Workers are worried about their patients with underlying health issues, as well as concerned about infecting their co-workers and family members.
“It’s very delicate,” Silva said.
If someone contracts coronavirus in a nursing home and it’s not handled correctly, “it could be a disaster,” Silva said.
Family Visits Postponed
Over the weekend, the Four Seasons Nursing and Rehabilitation Center announced that all visitors were prohibited from entering the Canarsie facility unless they scheduled an appointment to see their loved ones.
“It’s kinda like Rikers,” one visitor, who declined to provide her name, told THE CITY nonchalantly. “It’s understandable. They gotta keep [the virus] under control.”
Unaware of the new visitation policy, she and her mother were turned away from visiting their loved one — and instead handed the food they bought from a fried chicken restaurant to a Four Seasons employee to deliver.
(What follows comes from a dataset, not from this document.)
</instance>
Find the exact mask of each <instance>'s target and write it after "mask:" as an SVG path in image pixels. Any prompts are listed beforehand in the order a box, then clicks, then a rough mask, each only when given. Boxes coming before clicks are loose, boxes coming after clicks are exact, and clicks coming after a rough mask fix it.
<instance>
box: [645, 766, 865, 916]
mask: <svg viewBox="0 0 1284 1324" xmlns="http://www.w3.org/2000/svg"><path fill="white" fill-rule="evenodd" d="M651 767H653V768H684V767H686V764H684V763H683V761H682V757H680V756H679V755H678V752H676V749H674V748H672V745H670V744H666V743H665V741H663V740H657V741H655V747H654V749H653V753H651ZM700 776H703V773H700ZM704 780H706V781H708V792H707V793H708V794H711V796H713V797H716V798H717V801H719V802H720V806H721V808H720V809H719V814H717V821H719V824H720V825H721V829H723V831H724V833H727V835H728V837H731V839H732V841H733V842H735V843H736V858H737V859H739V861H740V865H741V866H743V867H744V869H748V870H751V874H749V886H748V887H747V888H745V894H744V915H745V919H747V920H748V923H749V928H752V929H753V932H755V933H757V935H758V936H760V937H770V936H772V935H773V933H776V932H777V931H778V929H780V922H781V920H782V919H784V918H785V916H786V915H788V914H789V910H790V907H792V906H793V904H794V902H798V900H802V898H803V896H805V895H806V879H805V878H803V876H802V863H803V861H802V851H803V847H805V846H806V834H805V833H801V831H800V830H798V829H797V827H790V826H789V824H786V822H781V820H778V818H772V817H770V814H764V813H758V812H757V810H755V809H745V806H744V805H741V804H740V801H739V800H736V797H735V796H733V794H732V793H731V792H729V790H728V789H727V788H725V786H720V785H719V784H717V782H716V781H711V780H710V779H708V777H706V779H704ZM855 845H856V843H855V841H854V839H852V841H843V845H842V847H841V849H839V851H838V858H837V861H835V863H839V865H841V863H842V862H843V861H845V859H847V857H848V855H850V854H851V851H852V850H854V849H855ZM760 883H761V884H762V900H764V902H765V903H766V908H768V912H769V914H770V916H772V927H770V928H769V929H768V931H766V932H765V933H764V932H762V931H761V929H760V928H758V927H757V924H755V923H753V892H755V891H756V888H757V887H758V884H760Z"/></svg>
Other visitors weren’t as patient.
Israel López and his son José Morales tried on Tuesday to see Morales’ mother, who has been at the center since last Wednesday with a broken hip. The duo, who trekked via public transit from their Williamsburg home, were turned back on Friday and again on Tuesday.
“It’s the second time we came all this way and they don’t give me the pleasure to see her,” López, who spoke in Spanish, told THE CITY.
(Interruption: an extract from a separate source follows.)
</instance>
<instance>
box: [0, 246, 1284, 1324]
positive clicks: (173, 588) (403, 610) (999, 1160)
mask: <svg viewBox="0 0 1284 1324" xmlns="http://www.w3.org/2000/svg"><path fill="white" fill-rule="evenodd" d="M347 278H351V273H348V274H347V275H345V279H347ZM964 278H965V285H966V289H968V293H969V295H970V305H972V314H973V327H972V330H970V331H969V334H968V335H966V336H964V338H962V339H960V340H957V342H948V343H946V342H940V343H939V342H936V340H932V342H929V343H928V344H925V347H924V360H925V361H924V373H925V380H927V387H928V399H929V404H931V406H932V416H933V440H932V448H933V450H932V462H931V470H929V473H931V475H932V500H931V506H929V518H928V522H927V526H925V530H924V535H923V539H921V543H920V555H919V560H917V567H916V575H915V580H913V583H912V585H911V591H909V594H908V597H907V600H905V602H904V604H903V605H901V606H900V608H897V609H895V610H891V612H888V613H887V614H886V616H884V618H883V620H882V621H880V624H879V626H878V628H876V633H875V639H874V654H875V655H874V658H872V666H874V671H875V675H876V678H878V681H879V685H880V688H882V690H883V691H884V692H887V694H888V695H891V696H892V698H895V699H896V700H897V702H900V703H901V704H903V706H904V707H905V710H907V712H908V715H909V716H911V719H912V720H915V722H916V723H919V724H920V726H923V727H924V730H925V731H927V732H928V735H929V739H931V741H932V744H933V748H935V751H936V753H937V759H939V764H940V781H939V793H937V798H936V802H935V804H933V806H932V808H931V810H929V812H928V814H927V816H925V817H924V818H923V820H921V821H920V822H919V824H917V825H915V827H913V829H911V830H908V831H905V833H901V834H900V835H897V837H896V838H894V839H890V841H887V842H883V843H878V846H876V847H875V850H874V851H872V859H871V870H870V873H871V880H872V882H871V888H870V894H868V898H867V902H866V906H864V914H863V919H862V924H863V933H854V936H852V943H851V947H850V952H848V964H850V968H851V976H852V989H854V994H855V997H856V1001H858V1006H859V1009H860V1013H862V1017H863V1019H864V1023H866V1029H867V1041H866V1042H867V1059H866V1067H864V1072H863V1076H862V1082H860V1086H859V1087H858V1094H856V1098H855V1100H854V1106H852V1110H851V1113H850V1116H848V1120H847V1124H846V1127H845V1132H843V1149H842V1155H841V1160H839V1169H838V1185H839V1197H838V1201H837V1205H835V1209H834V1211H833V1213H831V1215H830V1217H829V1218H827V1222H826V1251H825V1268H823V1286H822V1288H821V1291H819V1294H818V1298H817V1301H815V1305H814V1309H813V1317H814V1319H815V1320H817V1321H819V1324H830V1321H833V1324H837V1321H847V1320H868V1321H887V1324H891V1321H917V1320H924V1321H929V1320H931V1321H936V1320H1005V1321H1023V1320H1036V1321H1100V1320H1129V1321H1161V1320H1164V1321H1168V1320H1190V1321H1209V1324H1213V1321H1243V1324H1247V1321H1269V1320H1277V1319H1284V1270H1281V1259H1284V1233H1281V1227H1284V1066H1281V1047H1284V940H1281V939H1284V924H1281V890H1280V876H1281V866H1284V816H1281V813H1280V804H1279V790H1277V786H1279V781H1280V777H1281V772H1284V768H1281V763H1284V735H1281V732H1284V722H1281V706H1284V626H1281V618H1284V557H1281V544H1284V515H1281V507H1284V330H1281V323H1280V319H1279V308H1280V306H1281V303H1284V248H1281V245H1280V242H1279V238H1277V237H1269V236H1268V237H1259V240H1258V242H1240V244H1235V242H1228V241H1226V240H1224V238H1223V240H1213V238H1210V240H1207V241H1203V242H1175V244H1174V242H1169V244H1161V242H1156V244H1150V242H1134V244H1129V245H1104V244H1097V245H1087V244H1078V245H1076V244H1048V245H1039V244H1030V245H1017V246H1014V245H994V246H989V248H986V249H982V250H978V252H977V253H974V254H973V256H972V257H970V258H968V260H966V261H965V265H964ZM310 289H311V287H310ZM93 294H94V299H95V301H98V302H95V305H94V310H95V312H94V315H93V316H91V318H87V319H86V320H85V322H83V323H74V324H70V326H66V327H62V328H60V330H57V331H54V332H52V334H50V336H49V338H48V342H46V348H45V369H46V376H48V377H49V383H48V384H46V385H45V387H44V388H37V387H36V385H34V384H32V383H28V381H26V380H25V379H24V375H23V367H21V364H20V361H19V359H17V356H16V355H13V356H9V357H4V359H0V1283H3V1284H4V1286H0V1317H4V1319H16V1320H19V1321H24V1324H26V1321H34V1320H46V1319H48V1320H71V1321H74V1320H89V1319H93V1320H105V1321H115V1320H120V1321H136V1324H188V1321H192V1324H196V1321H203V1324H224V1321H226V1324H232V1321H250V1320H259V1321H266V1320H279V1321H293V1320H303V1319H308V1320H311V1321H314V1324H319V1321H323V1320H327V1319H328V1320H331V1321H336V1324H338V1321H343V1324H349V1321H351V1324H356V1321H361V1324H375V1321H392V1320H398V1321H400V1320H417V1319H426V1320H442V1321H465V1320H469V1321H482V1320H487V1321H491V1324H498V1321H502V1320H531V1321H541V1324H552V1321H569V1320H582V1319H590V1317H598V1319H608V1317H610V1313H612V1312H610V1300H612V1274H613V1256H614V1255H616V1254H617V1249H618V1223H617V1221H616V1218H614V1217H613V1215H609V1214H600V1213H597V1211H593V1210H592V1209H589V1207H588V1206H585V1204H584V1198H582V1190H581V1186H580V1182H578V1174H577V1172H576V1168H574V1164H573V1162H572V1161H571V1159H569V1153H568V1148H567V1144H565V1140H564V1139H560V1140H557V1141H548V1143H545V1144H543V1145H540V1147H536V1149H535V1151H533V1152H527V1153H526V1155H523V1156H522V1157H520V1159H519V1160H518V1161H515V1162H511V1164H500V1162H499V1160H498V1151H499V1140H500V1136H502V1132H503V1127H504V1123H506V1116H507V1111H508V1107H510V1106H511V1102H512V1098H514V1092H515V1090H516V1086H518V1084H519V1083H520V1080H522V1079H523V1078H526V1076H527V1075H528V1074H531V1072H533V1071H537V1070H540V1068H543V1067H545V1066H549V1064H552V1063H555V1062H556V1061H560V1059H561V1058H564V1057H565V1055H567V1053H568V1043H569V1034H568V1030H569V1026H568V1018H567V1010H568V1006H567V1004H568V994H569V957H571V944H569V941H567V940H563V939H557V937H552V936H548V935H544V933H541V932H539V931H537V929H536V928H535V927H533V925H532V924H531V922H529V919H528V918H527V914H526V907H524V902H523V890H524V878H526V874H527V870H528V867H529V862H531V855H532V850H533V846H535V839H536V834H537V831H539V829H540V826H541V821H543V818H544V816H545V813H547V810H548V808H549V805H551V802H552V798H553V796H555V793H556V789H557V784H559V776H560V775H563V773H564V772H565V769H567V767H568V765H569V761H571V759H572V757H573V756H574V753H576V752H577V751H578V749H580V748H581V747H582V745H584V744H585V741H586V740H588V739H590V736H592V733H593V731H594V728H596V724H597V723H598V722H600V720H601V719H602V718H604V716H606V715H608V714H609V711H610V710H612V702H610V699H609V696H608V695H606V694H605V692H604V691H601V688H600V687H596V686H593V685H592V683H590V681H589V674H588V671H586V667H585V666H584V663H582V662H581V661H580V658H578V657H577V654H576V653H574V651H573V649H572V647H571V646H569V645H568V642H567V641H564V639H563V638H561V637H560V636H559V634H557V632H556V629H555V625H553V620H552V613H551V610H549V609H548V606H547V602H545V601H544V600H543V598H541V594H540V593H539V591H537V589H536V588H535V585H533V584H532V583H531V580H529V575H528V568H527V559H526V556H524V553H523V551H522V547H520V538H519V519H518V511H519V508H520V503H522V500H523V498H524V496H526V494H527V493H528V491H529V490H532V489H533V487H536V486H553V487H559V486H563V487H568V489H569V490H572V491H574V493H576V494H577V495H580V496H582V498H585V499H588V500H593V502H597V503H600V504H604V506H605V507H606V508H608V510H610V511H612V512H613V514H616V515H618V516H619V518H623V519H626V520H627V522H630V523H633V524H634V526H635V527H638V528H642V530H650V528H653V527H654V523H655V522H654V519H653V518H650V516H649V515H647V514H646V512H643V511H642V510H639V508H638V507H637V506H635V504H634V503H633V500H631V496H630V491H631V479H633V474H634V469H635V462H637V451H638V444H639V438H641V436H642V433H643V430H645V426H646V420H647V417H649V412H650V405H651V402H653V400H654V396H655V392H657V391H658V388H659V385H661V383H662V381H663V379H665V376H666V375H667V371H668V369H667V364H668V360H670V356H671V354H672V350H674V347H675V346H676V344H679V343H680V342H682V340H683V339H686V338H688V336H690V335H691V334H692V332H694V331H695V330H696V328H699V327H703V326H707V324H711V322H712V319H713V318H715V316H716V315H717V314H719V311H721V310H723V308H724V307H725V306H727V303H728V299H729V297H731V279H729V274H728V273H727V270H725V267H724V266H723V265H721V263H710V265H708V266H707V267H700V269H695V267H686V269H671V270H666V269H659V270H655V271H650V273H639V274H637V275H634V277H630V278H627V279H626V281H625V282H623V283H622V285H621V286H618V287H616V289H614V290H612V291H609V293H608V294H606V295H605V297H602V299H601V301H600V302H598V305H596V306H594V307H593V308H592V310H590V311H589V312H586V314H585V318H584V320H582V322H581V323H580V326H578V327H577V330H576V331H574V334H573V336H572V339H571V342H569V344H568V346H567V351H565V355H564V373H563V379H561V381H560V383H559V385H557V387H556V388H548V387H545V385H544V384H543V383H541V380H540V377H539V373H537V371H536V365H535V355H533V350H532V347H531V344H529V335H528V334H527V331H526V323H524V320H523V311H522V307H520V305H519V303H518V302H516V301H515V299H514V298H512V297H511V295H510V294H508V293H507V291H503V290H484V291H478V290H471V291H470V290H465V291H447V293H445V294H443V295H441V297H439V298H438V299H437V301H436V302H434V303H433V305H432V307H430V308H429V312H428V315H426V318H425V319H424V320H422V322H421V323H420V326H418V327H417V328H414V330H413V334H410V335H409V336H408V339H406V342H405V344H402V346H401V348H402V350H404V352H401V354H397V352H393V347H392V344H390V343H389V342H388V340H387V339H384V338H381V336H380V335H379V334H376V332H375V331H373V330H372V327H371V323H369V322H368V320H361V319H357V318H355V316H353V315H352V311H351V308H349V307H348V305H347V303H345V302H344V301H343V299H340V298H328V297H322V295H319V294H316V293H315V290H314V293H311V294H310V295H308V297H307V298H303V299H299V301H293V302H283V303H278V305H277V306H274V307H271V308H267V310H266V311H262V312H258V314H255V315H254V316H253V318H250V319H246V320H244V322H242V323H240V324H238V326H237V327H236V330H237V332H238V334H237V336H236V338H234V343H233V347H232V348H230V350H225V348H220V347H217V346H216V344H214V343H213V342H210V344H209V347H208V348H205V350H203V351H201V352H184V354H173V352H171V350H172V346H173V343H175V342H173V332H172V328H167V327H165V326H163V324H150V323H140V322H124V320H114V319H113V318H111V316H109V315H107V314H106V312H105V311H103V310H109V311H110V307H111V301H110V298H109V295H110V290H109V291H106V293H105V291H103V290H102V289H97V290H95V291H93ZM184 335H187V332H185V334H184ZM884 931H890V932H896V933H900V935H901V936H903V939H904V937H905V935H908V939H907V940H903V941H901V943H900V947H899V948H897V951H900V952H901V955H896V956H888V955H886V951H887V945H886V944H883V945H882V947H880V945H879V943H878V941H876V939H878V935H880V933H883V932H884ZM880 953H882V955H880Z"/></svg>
Staffers told the pair they would call with a time to visit before the end of the week, Morales said. Four Seasons staff declined to answer THE CITY’s questions.
Morales, carrying an empty plastic bag that once held containers of sancocho for his mother, tried to soothe López. “They gotta do what they can to keep it under control,” he said.
“I don’t care,” López responded. “I just wanna see her. I’d carry her out of here over my shoulder, if I could.”
Security Questions
At the Isabella Geriatric Center in Inwood — one of the city’s biggest nursing homes, with 705 residents — administrators cancelled events planned with the neighboring High School for Health Careers and Sciences over coronavirus concerns.
Dance exercise and gatherings where Isabella residents volunteer to teach young children to read were also cancelled, along with all other events scheduled this month, said an administrator, who asked not to be named.
While the all-hours visiting policy hasn’t yet been changed, visitors are provided with single-use face masks to wear during their stay, regardless of whether they’re sick.
Following the recently issued state guidelines, security guards at the Peninsula Nursing and Rehab Center in Far Rockaway are peppering visitors with questions to determine whether they could be sick or have come in contact with someone who has coronavirus.
“Our security guard is also visually seeing if the person is sick,” said Michael Schriebe, an administrator at the nursing home. “If any of the questions are answered in the affirmative or if any individual is visibly sick, we request that they don’t come upstairs and we will not allow them into the building.